Acts 1:6-11
Jesus Taken Up Into Heaven
6So when they met together, they asked him, “Lord, are you at this time going to restore the kingdom to Israel?”
7He said to them: “It is not for you to know the times or dates the Father has set by his own authority. 8But you will receive power when the Holy Spirit comes on you; and you will be my witnesses in Jerusalem, and in all Judea and Samaria, and to the ends of the earth.”
At their last meeting with Jesus in the flesh, his disciples again ask their favorite question; “Are you going to become the political Messiah we expected now?” Not unlike kids in the back seat of a car asking, “Are we there yet?” Remember what the disciples’ favorite topic of discussion was during Jesus’ ministry; which of them was the greatest. They were all concerned about what their position of power would be when Jesus ruled from David’s throne. These are the kinds of things people in the church are concerned about before they are filled with the Holy Spirit.

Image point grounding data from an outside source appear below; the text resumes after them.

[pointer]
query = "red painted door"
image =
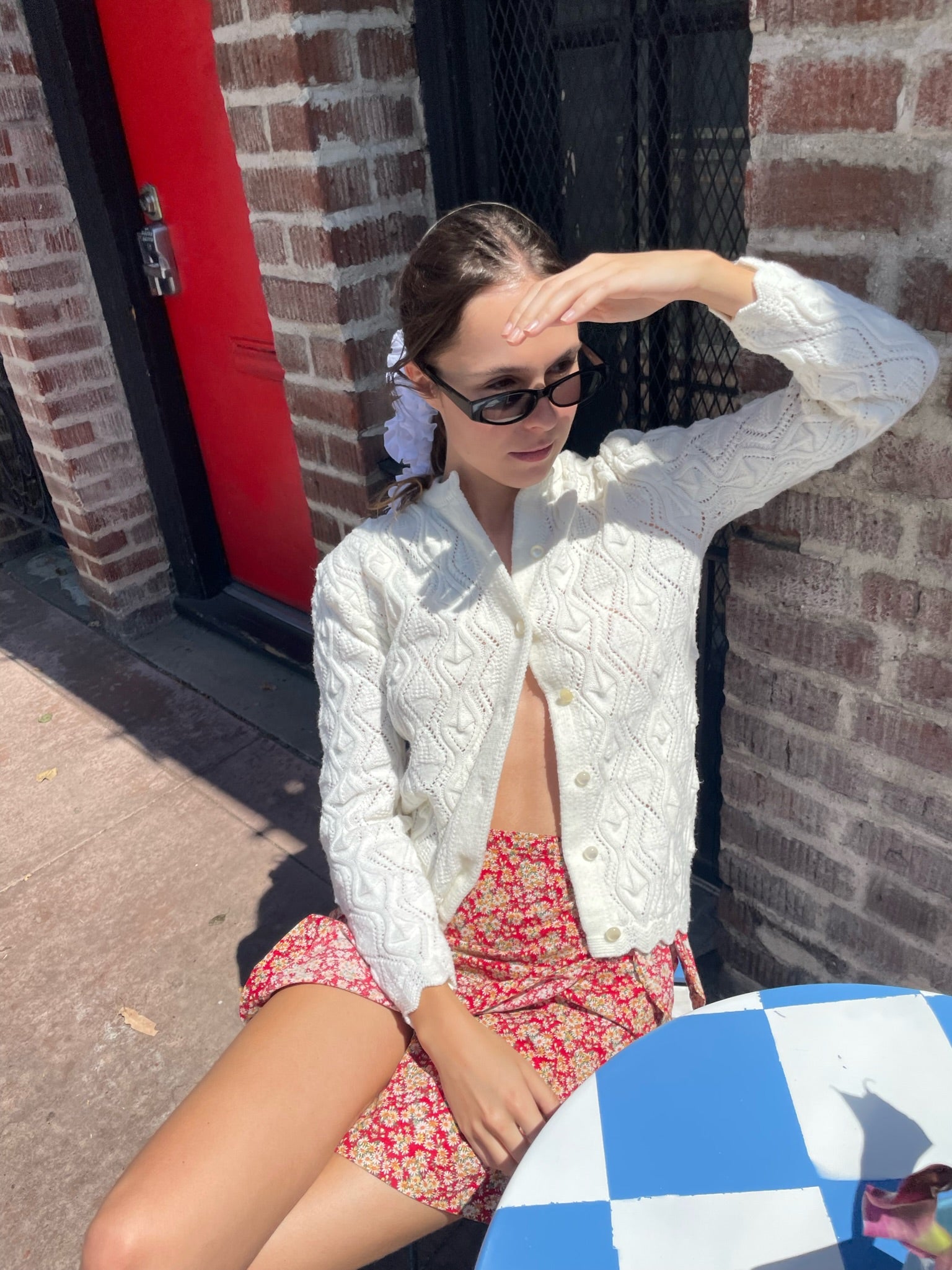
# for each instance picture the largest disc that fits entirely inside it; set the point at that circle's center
(162, 56)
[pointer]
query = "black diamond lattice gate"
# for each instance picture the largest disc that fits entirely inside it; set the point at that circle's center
(620, 126)
(24, 500)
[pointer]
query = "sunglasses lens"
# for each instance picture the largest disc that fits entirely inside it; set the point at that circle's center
(508, 409)
(575, 389)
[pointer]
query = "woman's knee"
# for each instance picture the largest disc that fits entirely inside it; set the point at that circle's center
(126, 1236)
(116, 1240)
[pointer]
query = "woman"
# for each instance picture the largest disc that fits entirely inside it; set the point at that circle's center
(507, 673)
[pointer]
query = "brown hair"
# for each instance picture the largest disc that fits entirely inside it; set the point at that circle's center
(471, 248)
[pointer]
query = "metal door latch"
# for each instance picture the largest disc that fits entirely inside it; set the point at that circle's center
(159, 260)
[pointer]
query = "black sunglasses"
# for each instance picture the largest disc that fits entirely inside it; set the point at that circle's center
(512, 407)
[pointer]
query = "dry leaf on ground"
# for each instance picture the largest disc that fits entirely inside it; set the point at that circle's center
(138, 1021)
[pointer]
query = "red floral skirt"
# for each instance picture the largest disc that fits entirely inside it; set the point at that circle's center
(524, 971)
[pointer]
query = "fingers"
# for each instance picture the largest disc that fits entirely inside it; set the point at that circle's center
(546, 1099)
(563, 298)
(505, 1134)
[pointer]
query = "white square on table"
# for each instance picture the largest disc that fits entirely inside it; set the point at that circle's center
(743, 1231)
(566, 1163)
(870, 1082)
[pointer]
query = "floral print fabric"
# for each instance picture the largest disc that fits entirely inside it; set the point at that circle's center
(524, 971)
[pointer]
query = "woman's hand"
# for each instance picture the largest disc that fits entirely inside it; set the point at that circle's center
(496, 1096)
(627, 286)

Jesus corrects them by basically saying, “I know you want power. You will receive power, but not the kind you’re expecting.” God is not interested in giving us power over others. He wants to give us power to be his witnesses. I’m sure the disciples thought their vision of a restored kingdom with Jesus on the throne and them as his administrators was very grand, but it only extended to Israel. They wanted and expected to see Israel restored to its glory days as in the time of King David. The power that God had in mind to give went much farther. His plan extended his kingdom to the ends of the earth. As I’ve said before, we may think our plans are big, but God’s plans are much bigger.

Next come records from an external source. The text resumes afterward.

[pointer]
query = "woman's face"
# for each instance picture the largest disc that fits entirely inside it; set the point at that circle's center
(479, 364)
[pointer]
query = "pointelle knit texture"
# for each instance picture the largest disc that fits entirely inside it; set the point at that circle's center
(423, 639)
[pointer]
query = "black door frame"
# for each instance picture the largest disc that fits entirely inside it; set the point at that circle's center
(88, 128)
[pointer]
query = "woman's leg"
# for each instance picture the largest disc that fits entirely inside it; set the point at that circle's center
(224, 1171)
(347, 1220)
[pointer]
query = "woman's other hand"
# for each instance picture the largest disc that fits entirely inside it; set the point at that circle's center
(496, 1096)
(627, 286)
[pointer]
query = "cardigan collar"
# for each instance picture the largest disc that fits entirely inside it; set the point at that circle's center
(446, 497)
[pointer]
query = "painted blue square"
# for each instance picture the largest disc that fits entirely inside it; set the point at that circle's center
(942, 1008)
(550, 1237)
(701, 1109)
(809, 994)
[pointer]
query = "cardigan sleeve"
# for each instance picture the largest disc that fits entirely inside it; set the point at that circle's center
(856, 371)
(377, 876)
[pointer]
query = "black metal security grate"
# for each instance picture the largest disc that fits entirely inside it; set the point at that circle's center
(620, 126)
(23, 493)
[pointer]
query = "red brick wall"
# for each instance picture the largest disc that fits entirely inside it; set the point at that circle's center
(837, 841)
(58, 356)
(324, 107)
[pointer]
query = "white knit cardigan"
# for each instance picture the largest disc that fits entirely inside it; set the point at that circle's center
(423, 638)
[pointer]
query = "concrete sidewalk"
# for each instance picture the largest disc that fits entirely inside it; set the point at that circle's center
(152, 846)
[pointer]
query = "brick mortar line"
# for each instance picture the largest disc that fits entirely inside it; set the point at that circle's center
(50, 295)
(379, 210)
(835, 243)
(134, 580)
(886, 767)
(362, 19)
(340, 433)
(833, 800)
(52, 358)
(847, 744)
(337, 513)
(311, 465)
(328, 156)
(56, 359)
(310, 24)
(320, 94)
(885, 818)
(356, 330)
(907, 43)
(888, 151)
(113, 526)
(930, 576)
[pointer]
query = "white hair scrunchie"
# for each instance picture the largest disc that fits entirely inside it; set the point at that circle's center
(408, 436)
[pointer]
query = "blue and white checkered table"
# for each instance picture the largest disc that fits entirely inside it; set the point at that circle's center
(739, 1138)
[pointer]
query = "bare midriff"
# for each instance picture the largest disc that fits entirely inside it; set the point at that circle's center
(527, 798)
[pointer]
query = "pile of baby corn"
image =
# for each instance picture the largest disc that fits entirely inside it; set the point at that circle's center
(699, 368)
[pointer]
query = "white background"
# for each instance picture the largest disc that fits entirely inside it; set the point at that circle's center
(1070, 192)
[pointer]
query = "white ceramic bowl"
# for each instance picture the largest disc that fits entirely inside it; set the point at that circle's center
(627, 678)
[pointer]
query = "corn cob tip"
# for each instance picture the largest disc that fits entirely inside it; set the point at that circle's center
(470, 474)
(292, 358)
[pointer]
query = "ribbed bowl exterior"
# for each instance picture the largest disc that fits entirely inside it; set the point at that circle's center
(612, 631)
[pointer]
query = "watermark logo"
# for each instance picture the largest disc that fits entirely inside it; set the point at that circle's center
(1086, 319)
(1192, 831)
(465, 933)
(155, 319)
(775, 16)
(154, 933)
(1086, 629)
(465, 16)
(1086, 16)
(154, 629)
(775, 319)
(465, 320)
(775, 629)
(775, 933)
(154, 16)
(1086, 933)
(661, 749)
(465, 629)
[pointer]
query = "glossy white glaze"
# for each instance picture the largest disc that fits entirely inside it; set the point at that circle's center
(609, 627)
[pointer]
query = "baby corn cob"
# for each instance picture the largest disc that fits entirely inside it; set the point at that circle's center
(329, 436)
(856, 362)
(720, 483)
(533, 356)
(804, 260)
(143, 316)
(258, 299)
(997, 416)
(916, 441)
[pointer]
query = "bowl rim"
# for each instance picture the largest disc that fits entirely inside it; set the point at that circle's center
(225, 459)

9After he said this, he was taken up before their very eyes, and a cloud hid him from their sight.
10They were looking intently up into the sky as he was going, when suddenly two men dressed in white stood beside them. 11“Men of Galilee,” they said, “why do you stand here looking into the sky? This same Jesus, who has been taken from you into heaven, will come back in the same way you have seen him go into heaven.”

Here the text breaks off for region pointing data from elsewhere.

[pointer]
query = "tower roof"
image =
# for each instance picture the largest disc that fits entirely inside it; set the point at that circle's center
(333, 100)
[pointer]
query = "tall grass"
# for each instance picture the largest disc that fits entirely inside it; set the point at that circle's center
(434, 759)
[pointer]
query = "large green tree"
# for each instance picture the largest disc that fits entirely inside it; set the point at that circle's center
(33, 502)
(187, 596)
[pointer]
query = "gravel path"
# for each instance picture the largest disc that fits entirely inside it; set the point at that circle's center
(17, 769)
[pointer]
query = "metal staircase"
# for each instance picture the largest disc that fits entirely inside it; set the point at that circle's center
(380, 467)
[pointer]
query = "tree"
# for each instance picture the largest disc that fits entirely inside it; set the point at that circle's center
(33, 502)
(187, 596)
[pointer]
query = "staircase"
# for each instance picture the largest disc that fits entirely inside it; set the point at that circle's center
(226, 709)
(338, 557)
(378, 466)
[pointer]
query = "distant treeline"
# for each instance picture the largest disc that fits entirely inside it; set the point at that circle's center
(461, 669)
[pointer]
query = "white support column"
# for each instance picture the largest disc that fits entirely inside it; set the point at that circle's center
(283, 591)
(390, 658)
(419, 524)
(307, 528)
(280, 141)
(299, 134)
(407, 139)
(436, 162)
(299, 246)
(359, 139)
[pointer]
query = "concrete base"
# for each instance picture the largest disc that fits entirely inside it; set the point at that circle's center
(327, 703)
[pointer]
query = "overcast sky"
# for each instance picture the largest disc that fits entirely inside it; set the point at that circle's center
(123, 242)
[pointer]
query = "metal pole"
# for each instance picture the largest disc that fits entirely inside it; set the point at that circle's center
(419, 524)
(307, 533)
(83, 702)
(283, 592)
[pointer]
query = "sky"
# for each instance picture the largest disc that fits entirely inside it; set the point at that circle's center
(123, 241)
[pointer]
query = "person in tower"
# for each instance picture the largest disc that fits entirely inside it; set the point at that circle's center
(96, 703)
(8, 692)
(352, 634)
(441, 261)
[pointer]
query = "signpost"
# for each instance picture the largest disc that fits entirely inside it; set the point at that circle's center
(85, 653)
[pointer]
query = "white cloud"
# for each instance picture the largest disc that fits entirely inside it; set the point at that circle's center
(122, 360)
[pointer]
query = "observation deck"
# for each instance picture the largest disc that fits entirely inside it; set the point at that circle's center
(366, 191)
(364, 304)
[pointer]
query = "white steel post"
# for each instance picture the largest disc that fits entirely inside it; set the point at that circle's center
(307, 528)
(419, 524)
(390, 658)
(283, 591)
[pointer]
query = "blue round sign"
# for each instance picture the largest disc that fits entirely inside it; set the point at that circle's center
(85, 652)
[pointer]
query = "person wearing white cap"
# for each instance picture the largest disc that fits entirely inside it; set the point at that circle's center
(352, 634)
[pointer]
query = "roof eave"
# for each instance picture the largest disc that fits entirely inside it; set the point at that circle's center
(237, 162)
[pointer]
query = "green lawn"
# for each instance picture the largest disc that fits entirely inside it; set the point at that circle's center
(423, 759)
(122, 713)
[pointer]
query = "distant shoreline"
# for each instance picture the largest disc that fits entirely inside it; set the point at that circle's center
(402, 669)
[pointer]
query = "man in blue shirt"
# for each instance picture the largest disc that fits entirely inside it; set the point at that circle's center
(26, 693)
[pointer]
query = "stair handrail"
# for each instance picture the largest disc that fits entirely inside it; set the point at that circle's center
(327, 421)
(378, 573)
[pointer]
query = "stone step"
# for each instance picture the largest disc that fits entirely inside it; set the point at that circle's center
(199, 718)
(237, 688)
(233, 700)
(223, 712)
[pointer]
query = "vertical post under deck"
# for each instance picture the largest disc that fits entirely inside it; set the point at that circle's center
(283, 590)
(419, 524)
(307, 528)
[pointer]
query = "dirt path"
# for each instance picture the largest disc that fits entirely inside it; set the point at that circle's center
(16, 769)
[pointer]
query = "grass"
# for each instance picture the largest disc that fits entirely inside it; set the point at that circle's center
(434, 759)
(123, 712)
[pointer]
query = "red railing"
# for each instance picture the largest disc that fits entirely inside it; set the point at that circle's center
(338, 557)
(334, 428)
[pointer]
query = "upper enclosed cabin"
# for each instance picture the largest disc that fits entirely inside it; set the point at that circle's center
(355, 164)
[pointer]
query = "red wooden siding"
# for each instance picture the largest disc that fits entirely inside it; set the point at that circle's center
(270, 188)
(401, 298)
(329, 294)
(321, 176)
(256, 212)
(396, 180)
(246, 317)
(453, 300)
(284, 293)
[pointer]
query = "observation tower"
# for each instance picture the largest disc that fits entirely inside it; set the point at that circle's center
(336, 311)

After Jesus spoke his final words to his disciples, he was taken up into heaven. This was different than the way Elijah was taken up (2 Kings 2:1, 11), and it was also different than the way Jesus had been appearing to his disciples and disappearing over the last 40 days. Why did Jesus not simply vanish into his Father’s presence? Why this visual display of ascension? Because if Jesus had simply vanished, his disciples might have expected him to continue to appear to them. As he ascended, a cloud hid him from their sight. Was this a cloud of the Shekinah glory of God, or just a cloud? We don’t know, but we know from the testimony of the angels that Jesus will return in the same way that they saw him go. Jesus himself said that when he returns, “men will see the Son of Man coming in clouds with great power and glory (Mark 13:26).” The clouds at Jesus’ return will not be natural clouds, so it seems likely that this was not a natural cloud either.
It seems probable to me that the two men dressed in white are the same two angels who were at the resurrection (Luke 24:4). Angels attended Jesus in the wilderness after he was tempted (Matthew 4:4) and an angel strengthened Jesus in the Garden of Gethsemane (Luke 22:43). I can’t help but wonder if these two angels were charged with attending to Jesus in times of need throughout his ministry. They were witnesses to his resurrection, and now to his ascension. Their words to the disciples here are strikingly similar to their words at the empty tomb; “Why do you look for the living among the dead?” Here, it’s “why do you stand here looking into the sky?” Both activities were pointless. He wasn’t in the tomb, and he had been taken up out of their sight. At the tomb, the angels reminded them of what Jesus had told them about his death and resurrection. Now they remind them of Jesus’ promise to return. Instead of doing what Jesus told them to do (wait in Jerusalem and pray for the Holy Spirit), they were staring up into the sky. Aren’t we guilty of the same thing? We too are charged with being his witnesses. Christians of the 21st Century, why do we spend our time on things that are as pointless as looking for the living among the dead, or staring up into the sky? This same Jesus will return in the same way his disciples saw him go, so we must be about his business, doing the things he commanded us to do.